And justice for all

People often ask me what the Director of Justice Services and Special Projects actually does all day – besides go to meetings, that is.  After I chuckle, I tell them I provide oversight to five County departments (Court Clerk, Assigned Counsel, Medical Examiner, Human Services and Human Resources), and I am the liaison to the judiciary and courts, the Sheriff, the Law Library Board, and the Crystal Judson Family Justice Center Board.  In addition, I am leading a number of countywide special projects.  It’s a complex job, but it has tremendous rewards – we are doing transformational work that matters. 

This week I had my special projects hat on when Peter Ansara, director of Human Services, and I met with Julian Bray from the Washington Attorney General’s Office, Curtis Huff from the Office of Assigned Counsel, and TJ Bohl, from Juvenile Court.  We were brainstorming how we might find and leverage resources to create an opioid strategy specific to dependency cases.  Why?  Because the statistics show a disturbing trend:  Pierce County consistently exceeds King County in the number of juvenile dependency cases filed, and a growing number of those cases involve parental neglect and substance use.
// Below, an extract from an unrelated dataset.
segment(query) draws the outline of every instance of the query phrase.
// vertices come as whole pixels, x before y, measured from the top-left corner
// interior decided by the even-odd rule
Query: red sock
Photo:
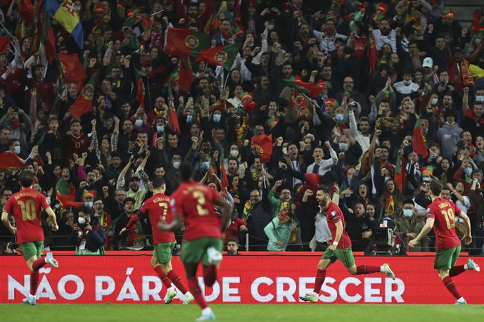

There were 2,415 juvenile dependency cases filed in King County in 2016, compared with 2,779 in Pierce County.  Reunification between parents and children is painfully slow, partly because court dockets are packed, and caseloads are intense for DSHS social workers and attorneys on both sides.   It is also commonly known that children in foster care are much more likely to be in the juvenile justice system, and thereafter in the adult criminal justice system.  Especially disturbing (to me) are the cases heard in “Baby Court” – where the future of babies born addicted to their mother’s drug of choice is determined by the Juvenile Court. 

Baby Court is one of the many reasons we need to take a broad view of justice. Public safety and the prosecution of crimes are important and necessary functions of government.  But a civilized society also sets aside resources for social justice – programs and policies that remove barriers to productive living.  Justice sometimes means we make a conscious (albeit politically unpopular) choice to intervene and disrupt a stubborn system that criminalizes mental illness and uses the jail as a mental hospital alternative.   

I look at the work we need to do through a hopeful lens.  Even as we wrestle with the tragedy of an addicted newborn headed into foster care, I am inspired to find resources that address the housing, behavioral health, visitation, transportation and treatment needs of that child’s parents, because these services can lead to earlier reunification; and, maybe, (with any luck at all) slow the trend of dependency cases in Pierce County. 

I admire the judges and attorneys and social workers who deal with these cases day-in and day-out, and I take my hat off to them.  And, as we celebrate the parents who have found their way back to wholeness at Pierce County’s annual Reunification Day on June 22, I will also celebrate the attorneys, judges, court staff and social workers who make reunification possible.


Carol Mitchell is director of Justice Services and Special Projects.
She joined the Executive team in January from Metro Parks.